Nachdem sich alle in meine Teilnehmerliste eingetragen und die fünf Euro Teilnahmegebühr entrichtet hatten, ging es los durch herrlichen Buchenwald.
Auf mächtigen Totholzscheiben am Wegesrand entwickelten sich einige ganz frische Buckel – Trameten (Trametes gibbosa). Sie haben eine saprophytische Lebensweise und verursachen im Holz eine Weißfäule. Das die holzigen Fruchtkörperkonsolen nicht essbar sind, versteht sich von selbst.
Auch das ist ein Frauen – Täubling (Russula cyanoxantha). Wir kennen ihn eigentlich bläulich, violett oder grünlich bis graugrünlich, aber dieses olivgrün ist schon etwas ungewöhnlich. Trotz aller Färbungsmuster ist er immer an seiner Größe, der Elastizität seiner Fruchtkörper und den geschmeidigen, verklebenden Lamellen gut zu erkennen. Der Frauen – Täubling zählt zu den besten Speisepilzen.

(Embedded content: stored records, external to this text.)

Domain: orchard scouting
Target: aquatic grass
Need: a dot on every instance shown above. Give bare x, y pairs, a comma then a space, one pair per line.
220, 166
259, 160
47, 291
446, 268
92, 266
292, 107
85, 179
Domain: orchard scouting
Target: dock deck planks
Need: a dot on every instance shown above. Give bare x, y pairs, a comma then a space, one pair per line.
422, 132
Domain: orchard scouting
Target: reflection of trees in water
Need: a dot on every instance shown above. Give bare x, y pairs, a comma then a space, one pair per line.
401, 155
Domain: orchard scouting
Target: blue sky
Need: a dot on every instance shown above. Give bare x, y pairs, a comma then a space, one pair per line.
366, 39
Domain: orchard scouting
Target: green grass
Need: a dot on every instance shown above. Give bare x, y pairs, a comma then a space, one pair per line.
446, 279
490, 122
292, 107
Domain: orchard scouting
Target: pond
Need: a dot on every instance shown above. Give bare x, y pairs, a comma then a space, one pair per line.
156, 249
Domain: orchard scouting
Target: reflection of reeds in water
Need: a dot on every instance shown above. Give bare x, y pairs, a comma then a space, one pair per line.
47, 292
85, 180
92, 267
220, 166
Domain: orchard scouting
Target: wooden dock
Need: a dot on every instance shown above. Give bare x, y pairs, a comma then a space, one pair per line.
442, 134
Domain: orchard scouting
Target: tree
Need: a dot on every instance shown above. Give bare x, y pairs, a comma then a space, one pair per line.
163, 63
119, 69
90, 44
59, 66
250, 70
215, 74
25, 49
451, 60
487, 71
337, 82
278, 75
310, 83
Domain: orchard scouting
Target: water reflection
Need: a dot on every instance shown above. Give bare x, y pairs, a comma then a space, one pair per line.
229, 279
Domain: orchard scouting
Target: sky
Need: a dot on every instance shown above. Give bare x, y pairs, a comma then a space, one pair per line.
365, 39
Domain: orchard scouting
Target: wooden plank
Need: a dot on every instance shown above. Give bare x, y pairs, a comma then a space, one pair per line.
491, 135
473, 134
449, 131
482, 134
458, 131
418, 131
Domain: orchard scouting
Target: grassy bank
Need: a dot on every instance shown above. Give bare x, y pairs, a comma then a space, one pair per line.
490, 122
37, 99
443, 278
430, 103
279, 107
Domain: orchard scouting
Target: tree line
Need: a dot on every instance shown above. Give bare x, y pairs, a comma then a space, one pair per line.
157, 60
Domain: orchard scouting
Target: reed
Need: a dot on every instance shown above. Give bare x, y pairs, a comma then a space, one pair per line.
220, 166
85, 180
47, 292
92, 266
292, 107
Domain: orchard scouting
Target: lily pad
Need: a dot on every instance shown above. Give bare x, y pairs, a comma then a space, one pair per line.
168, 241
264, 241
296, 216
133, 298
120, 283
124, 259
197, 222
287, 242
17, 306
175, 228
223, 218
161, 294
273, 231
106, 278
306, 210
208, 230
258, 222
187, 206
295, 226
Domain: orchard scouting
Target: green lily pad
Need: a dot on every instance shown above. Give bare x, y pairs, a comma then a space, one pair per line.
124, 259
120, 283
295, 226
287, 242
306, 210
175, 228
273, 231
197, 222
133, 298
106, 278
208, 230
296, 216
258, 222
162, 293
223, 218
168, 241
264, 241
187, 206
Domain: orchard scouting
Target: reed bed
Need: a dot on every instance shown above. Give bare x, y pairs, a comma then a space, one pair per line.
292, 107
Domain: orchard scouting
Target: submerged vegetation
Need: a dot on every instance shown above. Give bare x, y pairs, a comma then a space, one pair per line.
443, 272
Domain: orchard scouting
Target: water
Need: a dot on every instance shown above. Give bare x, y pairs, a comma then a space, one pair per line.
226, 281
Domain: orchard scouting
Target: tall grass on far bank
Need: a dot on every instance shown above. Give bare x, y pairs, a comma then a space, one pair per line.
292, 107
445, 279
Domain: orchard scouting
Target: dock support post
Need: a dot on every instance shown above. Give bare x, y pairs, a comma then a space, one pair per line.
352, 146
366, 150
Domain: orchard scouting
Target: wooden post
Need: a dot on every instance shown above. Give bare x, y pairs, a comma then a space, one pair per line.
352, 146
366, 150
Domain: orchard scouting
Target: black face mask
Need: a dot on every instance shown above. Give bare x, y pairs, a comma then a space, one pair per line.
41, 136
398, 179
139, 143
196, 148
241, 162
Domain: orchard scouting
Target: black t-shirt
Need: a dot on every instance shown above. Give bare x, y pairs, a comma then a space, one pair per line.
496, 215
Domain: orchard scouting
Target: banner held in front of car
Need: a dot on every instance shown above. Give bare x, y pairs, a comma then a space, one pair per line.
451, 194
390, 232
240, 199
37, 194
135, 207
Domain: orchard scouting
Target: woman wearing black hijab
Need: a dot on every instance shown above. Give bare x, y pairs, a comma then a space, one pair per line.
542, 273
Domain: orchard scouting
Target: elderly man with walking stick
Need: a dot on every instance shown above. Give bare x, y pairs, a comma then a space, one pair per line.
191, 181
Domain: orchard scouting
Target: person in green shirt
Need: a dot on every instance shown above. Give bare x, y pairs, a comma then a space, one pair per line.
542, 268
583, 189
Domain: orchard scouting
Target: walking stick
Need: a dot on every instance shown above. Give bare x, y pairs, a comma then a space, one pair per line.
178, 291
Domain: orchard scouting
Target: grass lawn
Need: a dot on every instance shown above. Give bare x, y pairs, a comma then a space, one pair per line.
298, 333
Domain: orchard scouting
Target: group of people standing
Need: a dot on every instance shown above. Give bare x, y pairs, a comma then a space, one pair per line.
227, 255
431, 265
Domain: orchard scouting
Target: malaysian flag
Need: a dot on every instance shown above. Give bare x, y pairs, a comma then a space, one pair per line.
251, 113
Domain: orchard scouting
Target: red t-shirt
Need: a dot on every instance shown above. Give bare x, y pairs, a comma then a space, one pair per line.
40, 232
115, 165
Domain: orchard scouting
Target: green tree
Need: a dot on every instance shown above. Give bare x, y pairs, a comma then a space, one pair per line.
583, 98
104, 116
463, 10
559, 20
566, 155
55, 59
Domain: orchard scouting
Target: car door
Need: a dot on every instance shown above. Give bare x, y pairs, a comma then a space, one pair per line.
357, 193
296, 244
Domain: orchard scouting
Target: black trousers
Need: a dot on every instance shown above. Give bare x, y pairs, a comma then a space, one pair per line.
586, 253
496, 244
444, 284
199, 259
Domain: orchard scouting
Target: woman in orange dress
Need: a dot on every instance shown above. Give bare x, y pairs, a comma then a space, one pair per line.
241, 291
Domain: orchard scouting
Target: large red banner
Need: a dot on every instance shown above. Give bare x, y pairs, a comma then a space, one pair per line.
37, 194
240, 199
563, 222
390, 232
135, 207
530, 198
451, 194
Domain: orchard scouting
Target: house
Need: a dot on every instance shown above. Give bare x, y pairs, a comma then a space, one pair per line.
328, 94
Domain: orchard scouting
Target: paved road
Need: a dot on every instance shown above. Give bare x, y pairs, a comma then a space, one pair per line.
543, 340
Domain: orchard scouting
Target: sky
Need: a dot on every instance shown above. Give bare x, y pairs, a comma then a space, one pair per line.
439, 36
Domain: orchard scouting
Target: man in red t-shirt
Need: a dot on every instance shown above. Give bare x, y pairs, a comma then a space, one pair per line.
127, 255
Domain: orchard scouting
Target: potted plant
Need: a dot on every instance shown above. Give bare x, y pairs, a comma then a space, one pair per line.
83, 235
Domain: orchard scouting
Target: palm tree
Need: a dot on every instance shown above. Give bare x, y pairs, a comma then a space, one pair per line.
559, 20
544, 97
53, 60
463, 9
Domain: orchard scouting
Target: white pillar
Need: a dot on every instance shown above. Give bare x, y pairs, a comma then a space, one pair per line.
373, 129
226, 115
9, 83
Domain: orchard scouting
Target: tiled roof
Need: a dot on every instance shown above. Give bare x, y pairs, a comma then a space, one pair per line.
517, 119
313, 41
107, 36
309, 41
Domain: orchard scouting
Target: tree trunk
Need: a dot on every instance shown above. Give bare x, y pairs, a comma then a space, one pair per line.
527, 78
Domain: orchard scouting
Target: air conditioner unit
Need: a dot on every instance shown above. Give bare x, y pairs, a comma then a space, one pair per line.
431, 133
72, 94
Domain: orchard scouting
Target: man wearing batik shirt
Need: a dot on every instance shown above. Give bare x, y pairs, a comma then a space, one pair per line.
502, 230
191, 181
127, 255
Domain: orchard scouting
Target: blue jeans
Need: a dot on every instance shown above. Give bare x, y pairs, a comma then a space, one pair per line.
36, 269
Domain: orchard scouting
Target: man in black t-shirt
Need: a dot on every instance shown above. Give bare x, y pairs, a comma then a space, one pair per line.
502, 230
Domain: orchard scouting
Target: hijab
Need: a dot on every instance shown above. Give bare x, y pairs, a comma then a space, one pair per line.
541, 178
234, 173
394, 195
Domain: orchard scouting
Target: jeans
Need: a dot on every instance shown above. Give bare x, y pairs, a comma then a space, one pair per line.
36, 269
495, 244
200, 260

Diesen Breitblättrigen Großrüblingen (Megacollybia platyphylla) ist die voran gegangene Trockenheit noch gut anzusehen. Sie sind gedrungen und untersetzt, die Hüte durch verhärten der Huthaut recht klein und teils vom Rand her eingerissen. Nicht empfehlenswert.
Wahrscheinlich schon länger am Standort verweilend, waren stellenweise diese kleinen Halsband – Schwindlinge (Marasmius rotula) nach dem Regen wie frisch gewachsen an Holzresten im Buchenlaub zu beobachten. Typisch ist das „Halsband“ zwischen den Lamellen und dem Stiel, eine Art Kragen. Ohne Speisewert.
Hier die Pilze noch einmal typischerweise am Standort. Der Hut wirkt von oben wie ein aufgeschirmter Fallschirm.
Röhrlinge gab es kaum. Dieser Eichen – Filzröhrling (Xerocomus quercinus) und ein kleiner Blutroter Röhrling waren die einzigen auf unserer heutigen Wanderung. Essbar.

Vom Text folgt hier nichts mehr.